Some questions, you go to the Internet for the answer to. Others - Like, say, "What do I do with my high-cost, low-traffic crowdsourcing question and answer website, now that I've owned it for seven years and have millions of dollars' worth of buyer's remorse?" - you pretty much keep to yourself, especially if you already know the answer. In not entirely unrelated news, the New York Times is looking to offload its About.com subsidiary to Answers.com for a sum that's more than $100 million less than it originally paid for it.
According to a report on All Things D, Answers.com has signed a letter of intent to purchase About.com for $270 million, substantially lower than the $410 million that it had paid in February 2005, when it beat out bidders like Google, Yahoo! and AOL to purchase the business from its previous owners, Primedia. The sale is far from complete, with Answers.com apparently needing to reach out to partners in order to line up financing, but following the All Things D report, the Times confirmed the story with a statement that read that "it is engaged in discussions regarding the potential sale of its About Group," adding that "No definitive agreement has been reached. The negotiations are ongoing and there can be no assurances that an agreement will be reached or that a transaction will be completed."
About.com has constantly underperformed since the NYT purchase seven years ago, with CEO Cella Irvine stepping down as a result of the site's underperformance last year. Revenue has continually fallen for the site, with last quarter's results down 8.7 percent to $25.4 million and an operating loss of $186.8 million. Last month, it was revealed that the Times had taken a $194.7 million write-down on the property, a move that wiped out financial gains elsewhere in the company and led to net loss of around $88.1 million for the second quarter of the year.
The sales discussions may not be solely down to the site's amazing ability to lose money, however; the Guardian points out that the New York Times has been quietly selling off peripheral assets for some time and seeking to refocus itself on its core business and the NYT brand; the company has already divested itself of both regional newspaper publisher Regional Media Group, and also sold its holdings in the Fenway Sports Group in the last year alone.

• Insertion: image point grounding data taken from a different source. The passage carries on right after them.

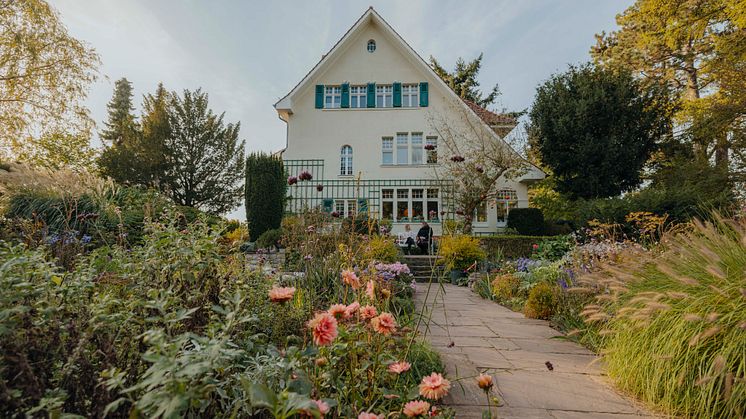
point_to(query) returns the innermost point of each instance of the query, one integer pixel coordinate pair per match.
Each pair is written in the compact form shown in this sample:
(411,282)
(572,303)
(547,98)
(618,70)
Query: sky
(248,54)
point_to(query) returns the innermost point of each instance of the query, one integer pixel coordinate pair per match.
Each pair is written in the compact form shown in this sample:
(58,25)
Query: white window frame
(345,161)
(417,154)
(387,149)
(407,196)
(358,97)
(410,95)
(384,96)
(431,155)
(332,97)
(402,143)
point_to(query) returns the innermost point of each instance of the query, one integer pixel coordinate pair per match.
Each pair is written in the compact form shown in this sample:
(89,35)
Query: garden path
(475,335)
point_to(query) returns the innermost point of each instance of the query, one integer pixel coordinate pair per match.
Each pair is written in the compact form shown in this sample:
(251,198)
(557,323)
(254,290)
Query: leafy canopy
(207,159)
(463,80)
(595,129)
(44,78)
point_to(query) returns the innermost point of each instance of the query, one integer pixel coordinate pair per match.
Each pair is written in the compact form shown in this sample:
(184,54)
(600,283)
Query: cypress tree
(264,193)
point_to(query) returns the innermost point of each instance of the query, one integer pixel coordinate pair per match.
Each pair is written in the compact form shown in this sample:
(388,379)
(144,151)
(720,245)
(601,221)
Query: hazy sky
(248,54)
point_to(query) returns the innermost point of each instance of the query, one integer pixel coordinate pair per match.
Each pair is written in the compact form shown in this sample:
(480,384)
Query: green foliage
(526,221)
(595,128)
(674,336)
(555,248)
(511,246)
(167,328)
(381,248)
(269,239)
(460,251)
(505,287)
(209,164)
(541,302)
(265,190)
(463,80)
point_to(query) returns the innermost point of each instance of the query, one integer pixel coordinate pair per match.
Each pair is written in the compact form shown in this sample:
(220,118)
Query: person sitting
(425,238)
(407,237)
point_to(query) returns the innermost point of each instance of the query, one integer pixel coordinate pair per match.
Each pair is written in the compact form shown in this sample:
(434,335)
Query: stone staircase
(422,267)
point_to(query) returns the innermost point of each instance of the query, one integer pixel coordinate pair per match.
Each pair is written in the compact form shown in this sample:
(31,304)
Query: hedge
(527,221)
(511,246)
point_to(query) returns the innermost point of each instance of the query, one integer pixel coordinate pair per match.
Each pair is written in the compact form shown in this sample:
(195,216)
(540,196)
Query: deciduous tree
(207,160)
(44,78)
(595,129)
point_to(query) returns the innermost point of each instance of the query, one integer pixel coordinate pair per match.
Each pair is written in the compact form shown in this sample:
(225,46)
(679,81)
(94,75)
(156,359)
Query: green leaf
(262,396)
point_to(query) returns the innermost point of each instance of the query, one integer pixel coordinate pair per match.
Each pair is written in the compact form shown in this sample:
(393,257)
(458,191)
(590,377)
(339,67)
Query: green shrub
(541,302)
(460,252)
(264,193)
(526,221)
(505,287)
(270,238)
(676,337)
(554,248)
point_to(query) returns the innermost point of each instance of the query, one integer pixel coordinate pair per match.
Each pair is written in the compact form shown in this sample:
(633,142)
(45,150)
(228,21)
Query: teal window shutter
(345,95)
(424,99)
(362,205)
(319,96)
(397,95)
(371,95)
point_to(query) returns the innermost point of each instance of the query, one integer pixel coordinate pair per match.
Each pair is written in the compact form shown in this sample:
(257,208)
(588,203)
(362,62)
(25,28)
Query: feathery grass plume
(686,302)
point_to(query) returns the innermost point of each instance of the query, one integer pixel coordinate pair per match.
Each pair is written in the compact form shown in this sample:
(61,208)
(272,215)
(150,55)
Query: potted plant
(459,252)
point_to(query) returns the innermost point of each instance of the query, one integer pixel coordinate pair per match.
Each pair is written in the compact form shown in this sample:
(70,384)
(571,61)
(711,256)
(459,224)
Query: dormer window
(332,97)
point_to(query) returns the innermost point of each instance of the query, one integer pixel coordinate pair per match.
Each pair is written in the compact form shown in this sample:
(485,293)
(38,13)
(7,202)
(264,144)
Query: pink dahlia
(399,367)
(416,408)
(324,328)
(434,386)
(384,324)
(352,309)
(337,310)
(370,290)
(349,278)
(281,294)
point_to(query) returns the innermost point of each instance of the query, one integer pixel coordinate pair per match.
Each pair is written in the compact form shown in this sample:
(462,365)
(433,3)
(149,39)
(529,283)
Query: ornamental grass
(673,324)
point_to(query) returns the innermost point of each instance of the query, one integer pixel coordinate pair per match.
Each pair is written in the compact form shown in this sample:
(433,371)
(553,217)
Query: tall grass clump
(673,325)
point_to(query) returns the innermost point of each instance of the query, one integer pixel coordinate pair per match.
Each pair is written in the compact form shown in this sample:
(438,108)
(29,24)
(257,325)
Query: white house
(359,123)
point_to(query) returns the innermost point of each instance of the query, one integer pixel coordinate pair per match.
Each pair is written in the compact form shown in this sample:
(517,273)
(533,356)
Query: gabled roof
(489,117)
(284,105)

If there's an upside to this experience for the New York Times, it may be this; they weren't the only ones to take a bath on About.com. While the NYT did pay $410 million to buy the site in 2005, that was still $280 million less than what Primedia had paid when it purchased the property in the year 2000. At this rate, we can expect Answers.com to be selling About for around $200 million or so at some point in the next six years.